けれど、どれもこれも、やはりキモノ。ちゃんとキモノに見えるのです。であれば、まだまだキモノは捨てたもんじゃないのではないかしら。

古風な趣も伝統も、もちろん大切です。けれど、着る人がいなくなってしまったらキモノの存在価値はなくなってしまいます。博物館に飾られるだけになってしまったら哀しいからこそ、まずは袖を通すところから。

そう考えると、『まくをおろすな!』がキモノを遠巻きに、ときには憧れをもって、眺めているだけの若者たちへのいい刺激になってくれるのでは……と、願わずにはいられません。

©「まくをおろすな!」製作委員会

着やすいように、ラクなように。それでいて、お洒落に、愉しく。

衿元やおはしょりが少々ぐっさりしていたって、かわいければいいことだってあります。フリルをあしらったり、レースをひらひらさせたり。犬屋敷郎府(室龍太)のようにぬいぐるみを付けまくったって、似合っていればOK!

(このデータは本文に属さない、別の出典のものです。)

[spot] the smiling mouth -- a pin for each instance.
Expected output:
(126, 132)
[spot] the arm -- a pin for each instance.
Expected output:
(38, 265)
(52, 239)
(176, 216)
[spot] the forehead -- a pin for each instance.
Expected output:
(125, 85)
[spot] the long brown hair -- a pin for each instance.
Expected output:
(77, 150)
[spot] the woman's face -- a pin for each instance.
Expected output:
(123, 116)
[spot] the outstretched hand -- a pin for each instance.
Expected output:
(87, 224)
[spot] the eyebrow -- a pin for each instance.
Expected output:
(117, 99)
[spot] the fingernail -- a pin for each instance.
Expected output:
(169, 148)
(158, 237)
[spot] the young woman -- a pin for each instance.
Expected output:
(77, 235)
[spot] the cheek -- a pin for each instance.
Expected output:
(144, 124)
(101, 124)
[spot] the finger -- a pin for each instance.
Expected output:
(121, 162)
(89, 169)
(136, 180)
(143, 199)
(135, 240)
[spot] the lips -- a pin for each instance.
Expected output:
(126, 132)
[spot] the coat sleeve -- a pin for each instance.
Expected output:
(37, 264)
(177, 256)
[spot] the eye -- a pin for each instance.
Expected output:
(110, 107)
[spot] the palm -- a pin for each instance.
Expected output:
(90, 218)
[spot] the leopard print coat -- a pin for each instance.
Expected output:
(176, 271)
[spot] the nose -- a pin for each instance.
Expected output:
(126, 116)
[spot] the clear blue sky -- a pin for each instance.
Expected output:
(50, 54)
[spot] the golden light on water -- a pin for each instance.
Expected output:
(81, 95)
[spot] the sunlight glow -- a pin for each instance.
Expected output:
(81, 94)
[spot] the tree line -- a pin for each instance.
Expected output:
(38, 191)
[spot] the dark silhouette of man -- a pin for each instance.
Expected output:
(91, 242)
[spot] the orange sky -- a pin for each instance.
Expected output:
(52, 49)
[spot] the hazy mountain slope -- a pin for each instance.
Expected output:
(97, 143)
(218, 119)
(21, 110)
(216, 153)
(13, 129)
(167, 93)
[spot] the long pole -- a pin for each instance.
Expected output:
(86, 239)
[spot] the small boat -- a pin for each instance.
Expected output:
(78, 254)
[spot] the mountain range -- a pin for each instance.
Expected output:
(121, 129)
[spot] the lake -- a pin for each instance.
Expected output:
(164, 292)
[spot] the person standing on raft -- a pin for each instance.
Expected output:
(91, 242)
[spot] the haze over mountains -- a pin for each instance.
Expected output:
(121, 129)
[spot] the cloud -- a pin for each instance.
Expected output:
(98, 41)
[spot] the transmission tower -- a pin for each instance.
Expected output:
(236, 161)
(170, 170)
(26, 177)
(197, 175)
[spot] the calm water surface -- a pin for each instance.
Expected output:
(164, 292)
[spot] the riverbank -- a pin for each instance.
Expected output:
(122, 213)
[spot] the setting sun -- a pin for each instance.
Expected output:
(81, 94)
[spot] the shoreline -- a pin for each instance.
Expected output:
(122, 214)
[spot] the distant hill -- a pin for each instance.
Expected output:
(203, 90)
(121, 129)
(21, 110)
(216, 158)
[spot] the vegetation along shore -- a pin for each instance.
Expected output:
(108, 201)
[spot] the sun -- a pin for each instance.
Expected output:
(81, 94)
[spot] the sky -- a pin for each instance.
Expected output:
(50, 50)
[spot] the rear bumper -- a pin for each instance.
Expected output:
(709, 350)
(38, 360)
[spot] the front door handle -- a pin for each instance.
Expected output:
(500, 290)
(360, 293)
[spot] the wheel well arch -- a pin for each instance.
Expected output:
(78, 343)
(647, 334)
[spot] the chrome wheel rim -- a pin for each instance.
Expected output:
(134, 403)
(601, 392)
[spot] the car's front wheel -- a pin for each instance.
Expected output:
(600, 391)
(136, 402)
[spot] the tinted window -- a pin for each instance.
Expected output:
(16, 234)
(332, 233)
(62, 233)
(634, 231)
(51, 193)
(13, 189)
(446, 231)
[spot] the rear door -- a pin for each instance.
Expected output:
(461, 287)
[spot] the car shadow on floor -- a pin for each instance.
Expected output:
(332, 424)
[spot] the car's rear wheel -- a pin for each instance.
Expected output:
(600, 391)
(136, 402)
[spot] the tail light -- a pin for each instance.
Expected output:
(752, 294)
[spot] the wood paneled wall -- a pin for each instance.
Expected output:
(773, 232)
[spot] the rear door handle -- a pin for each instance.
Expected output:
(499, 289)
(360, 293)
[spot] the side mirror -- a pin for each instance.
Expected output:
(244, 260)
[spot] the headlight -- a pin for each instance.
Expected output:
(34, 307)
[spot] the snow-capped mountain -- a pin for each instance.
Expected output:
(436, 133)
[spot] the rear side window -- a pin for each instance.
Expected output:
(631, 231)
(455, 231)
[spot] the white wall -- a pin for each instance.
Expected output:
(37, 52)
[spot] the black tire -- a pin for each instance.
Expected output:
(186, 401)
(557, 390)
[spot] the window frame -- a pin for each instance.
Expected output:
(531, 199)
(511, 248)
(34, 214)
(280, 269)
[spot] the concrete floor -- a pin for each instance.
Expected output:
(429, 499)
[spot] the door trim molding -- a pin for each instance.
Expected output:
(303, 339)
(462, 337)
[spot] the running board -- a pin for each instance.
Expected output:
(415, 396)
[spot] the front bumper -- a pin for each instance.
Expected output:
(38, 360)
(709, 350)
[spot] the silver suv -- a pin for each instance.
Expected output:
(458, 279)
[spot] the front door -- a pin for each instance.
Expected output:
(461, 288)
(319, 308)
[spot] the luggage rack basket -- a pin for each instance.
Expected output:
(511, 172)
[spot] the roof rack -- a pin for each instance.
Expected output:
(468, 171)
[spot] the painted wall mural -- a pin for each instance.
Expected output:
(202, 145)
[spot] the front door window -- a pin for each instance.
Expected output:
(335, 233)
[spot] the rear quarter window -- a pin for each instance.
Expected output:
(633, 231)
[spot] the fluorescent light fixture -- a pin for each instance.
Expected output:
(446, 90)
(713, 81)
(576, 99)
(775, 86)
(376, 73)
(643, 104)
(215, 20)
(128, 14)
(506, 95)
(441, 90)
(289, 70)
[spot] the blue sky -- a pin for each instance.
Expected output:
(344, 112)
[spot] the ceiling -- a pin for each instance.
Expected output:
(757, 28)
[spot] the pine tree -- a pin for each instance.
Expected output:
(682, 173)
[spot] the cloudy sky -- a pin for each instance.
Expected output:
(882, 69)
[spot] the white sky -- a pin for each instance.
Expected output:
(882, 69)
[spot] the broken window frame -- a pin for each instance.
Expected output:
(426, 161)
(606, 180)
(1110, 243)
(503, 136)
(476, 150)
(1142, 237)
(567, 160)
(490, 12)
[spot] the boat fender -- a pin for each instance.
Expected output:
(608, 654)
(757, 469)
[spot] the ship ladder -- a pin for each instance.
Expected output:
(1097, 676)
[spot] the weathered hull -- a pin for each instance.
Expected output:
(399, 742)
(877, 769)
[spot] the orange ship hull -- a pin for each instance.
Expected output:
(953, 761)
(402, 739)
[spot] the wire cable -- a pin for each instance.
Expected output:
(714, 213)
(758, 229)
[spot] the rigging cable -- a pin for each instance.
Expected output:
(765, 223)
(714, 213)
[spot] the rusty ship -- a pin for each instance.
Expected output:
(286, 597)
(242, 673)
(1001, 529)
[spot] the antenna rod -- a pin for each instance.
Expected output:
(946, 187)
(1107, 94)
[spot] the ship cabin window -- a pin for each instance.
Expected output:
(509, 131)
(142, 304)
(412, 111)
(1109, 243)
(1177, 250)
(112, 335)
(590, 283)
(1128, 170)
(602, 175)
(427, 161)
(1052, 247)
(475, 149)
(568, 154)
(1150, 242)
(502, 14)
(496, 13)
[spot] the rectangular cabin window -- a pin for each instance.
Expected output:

過剰な装飾や斬新な意匠に目くじら立てず、どうかご受容ください。

©「まくをおろすな!」製作委員会

©「まくをおろすな!」製作委員会

ちなみに、わたくしが最も心躍らせたのは、幕政に不満を抱き謀反を起こす軍学者・由井正雪率いる「雪斬り六人衆」の真っ白なフード付きのロングコートでございます。

ハードな殺陣とともに翻る裾、フードからちらりと覗く仮面、白に散る鮮血の赤……嗚呼、美しい敵役がいかに不可欠、か解ろうというもの。

ぜひみなさまも、目の法楽となるひとときを劇場でお過ごしくださいませ。